Azerbaijan News Service
- Country: Azerbaijan

Ownership
- Owner: ANS Group of Companies
- Key people: Vahid Mustafayev

History
- Launched: 26 November 1991
- Closed: 18 July 2016

Links
- Website: anstv.ws

= ANS TV =

Television channel in Azerbaijan

ANS TV (also known as ANS Independent Broadcasting Media Company, stylized as ⱭNẞ until 2012) was a news television channel in Azerbaijan, which was owned by ANS Group of Companies from its foundation on 26 November 1991 until its closure on 18 July 2016. Its name, ANS, stands for Azerbaijani News Service.

==History==

Former logo from 1999 until 2012

ANS was the first privately owned independent television company in the former Soviet Union. It has been described as a staunchly pro-government station.

In the early years of ANS' establishment, there were many local wars on the territory of the former Soviet Union. ANS TV got popularized by reporting news from the frontlines - Chechnya, Georgia, Ossetia, Karabakh, Abkhazia, Afghanistan, Ingushetia and frequently selling footage to BBC, CNN, NBC, ZDF, ARD, VOX, RAI, TF, Russia-1, CBS, TBS.

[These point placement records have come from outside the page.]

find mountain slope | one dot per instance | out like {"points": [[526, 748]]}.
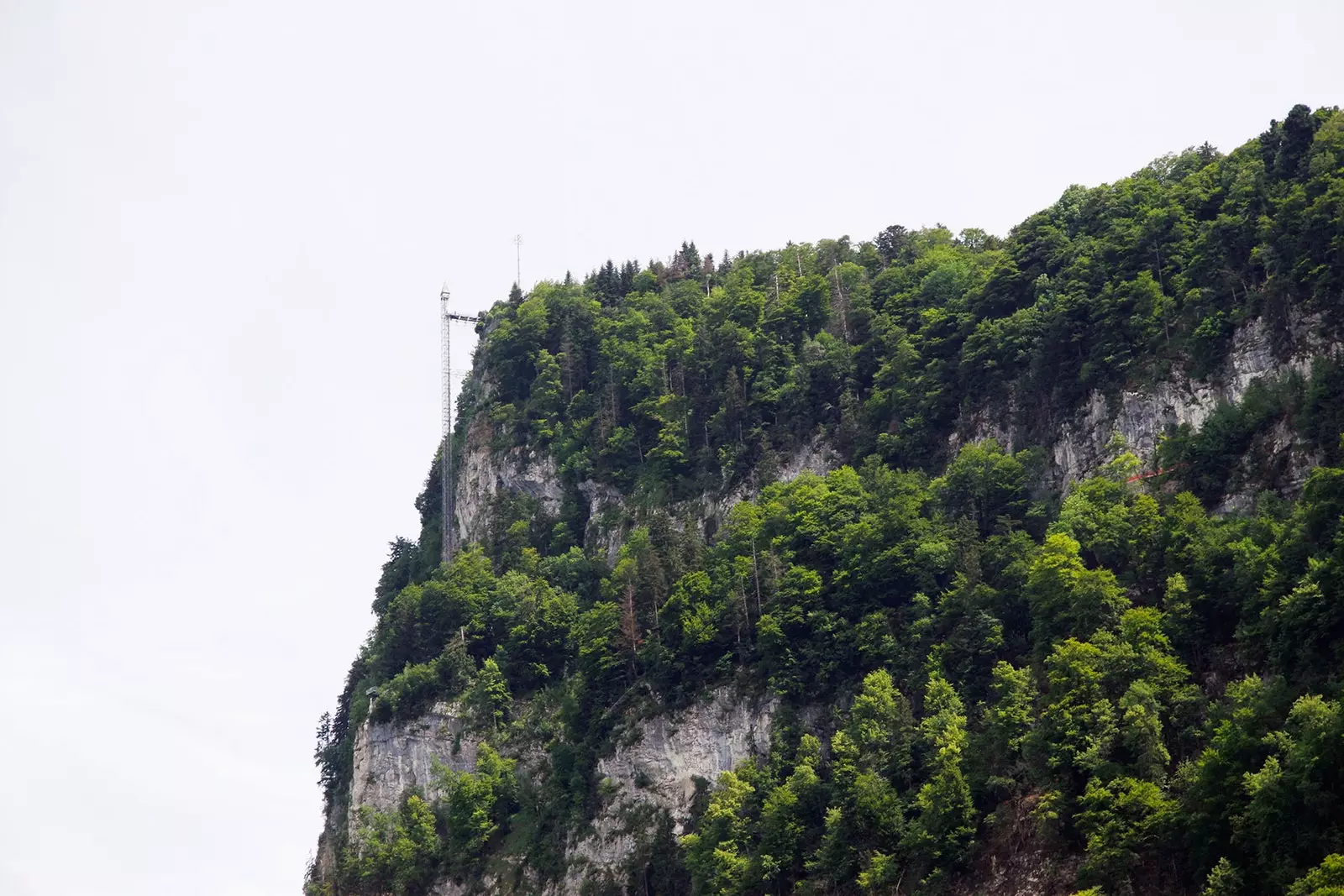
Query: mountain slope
{"points": [[820, 570]]}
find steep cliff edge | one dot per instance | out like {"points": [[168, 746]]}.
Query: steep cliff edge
{"points": [[656, 768], [932, 564]]}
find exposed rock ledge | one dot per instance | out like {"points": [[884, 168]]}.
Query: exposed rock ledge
{"points": [[656, 766], [1142, 417]]}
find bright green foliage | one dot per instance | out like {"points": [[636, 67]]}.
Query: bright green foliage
{"points": [[393, 853], [1326, 879], [1222, 880], [1158, 683], [944, 821], [475, 805], [1121, 820], [490, 698], [718, 856]]}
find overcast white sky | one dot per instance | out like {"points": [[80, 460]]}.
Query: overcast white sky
{"points": [[222, 234]]}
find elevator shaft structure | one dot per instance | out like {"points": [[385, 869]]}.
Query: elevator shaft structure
{"points": [[449, 503]]}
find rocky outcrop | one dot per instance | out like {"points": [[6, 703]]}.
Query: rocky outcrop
{"points": [[658, 765], [396, 757], [1140, 417], [486, 470], [660, 770], [483, 472]]}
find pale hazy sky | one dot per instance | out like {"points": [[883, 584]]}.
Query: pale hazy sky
{"points": [[222, 234]]}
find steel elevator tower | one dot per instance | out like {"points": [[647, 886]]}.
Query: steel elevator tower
{"points": [[445, 335]]}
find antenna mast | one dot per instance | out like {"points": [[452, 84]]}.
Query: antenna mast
{"points": [[445, 336]]}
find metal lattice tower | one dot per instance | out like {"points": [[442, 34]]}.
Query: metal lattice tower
{"points": [[447, 372]]}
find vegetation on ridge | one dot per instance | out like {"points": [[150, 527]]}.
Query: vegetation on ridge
{"points": [[1155, 687]]}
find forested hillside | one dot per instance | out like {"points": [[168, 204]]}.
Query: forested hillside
{"points": [[1113, 685]]}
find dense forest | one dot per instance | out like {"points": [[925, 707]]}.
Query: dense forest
{"points": [[960, 652]]}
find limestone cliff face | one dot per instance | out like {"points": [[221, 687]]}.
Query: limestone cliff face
{"points": [[1142, 417], [486, 472], [660, 770], [656, 766], [393, 758]]}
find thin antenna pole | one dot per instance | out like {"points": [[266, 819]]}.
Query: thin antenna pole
{"points": [[449, 499], [447, 422]]}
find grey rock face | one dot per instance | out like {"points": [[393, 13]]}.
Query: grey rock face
{"points": [[1142, 417], [483, 473], [396, 757], [658, 770]]}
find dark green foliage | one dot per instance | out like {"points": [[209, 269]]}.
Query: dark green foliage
{"points": [[1163, 684]]}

ANS TV was taken off the air in July 2016 when its broadcasting license was revoked after it had announced it was to broadcast an interview with Fethullah Gulen. Azerbaijan's National Television and Radio Council stated that the channel's license would be withdrawn permanently, accusing the station of "contradicting the strategic partnership between the Azeri and Turkish people by offering support to Fethullah Gulen and his supporters".

==Bizimkiler==
In the run-up to Azerbaijan's success in the Eurovision Song Contest 2011, the station ran a project called Bizimkiler, which included top local musicians playing globally-known western tunes.